It's mango season.They could also be called mangoes.You can use either spelling perfectly well.Mangoes appear to be the preferred and more common spelling.Calm down, the spelling is the same either way.

3. Mango is ridiculously high in Vitamin A

After all, mangos are yellowish-orange tropical fruits, so you shouldn't be surprised that they are high in vitamin C.How about learning that mangoes are one of the best sources of vitamin A?

As a nutrient that humans can't produce on our own, vitamin A is essential to our health.The vitamin supports many different body systems, such as the replacement of skin cells, maintaining healthy tissue in the eyes, and protecting against infection through mucous production.

Two different types of vitamin A exist -- retinol (from animals) and carotenoids (from plants).In the body, retinol is used to produce vitamin A as an active form.There are several good sources of retinol, such as egg yolks, livers, and fish livers.During digestion, carotenoid pigments must be "converted" into retinol.Beta carotene is an antioxidant and is responsible for giving fruits their characteristic color.Some chronic diseases are thought to be triggered by free radicals. Antioxidants are thought to protect cells from these free radicals.

For some excellent, in-depth info about vitamin A, read this.

4. But not if you buy this most common variety

Isn't a mango a mango?

Mango cultivars with lower nutritional value exist.Most likely, if you don't pay attention, you'll pick the least nutritious selection.

According to researchers from the USDA's Agricultural Research Service, vitamin A and C contents in five common mango cultivars vary greatly.Although all mangoes tested were found to be good sources of vitamins A (beta-carotene) and C (ascorbic acid), the Ataulfo variety grown in Mexico scored higher for both nutrients.

The Tommy Atkins is the most common cultivar distributed commercially.The Tommy Atkins mangoes contain only one fifth as much beta-carotene as the Ataulfos variety, and have the lowest levels of vitamin C.

If you're looking for the most beta-carotene-rich fruit, pick up a cantaloupe.

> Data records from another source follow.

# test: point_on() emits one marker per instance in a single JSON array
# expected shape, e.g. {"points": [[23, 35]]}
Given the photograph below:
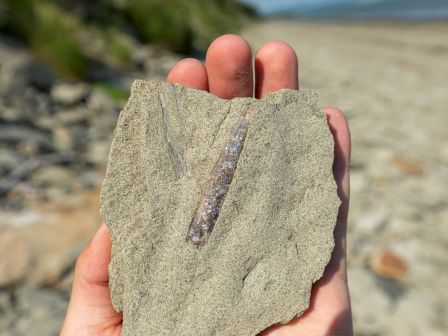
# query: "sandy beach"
{"points": [[391, 81]]}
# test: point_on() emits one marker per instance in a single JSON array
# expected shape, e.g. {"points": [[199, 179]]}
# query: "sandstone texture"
{"points": [[273, 235]]}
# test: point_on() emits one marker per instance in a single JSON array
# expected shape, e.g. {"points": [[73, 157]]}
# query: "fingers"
{"points": [[90, 311], [92, 264], [189, 72], [229, 67], [342, 147], [276, 68]]}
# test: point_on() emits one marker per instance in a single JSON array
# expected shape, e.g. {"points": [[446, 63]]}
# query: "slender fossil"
{"points": [[214, 193]]}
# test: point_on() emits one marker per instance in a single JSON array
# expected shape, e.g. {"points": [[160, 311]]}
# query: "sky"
{"points": [[266, 6]]}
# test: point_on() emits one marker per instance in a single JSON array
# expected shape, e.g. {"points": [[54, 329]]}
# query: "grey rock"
{"points": [[274, 233], [9, 159], [69, 93], [74, 115], [63, 139], [13, 134], [98, 153]]}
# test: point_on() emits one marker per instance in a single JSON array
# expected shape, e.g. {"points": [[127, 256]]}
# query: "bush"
{"points": [[73, 35]]}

5. There’s a difference in taste, too

Tommy Atkins mangoes are the most commercially available mangoes because they are the best.Due to their toughness and resilience, they are not bruised during shipping and handling.In the 1920s, this cultivar was actually rejected by the Florida Mango Forum for its "unremarkable" qualities after being cultivated from Haden mango seeds.However, by the 1950s, commercial growers had embraced it and made it the most extensively planted mango in North and South America.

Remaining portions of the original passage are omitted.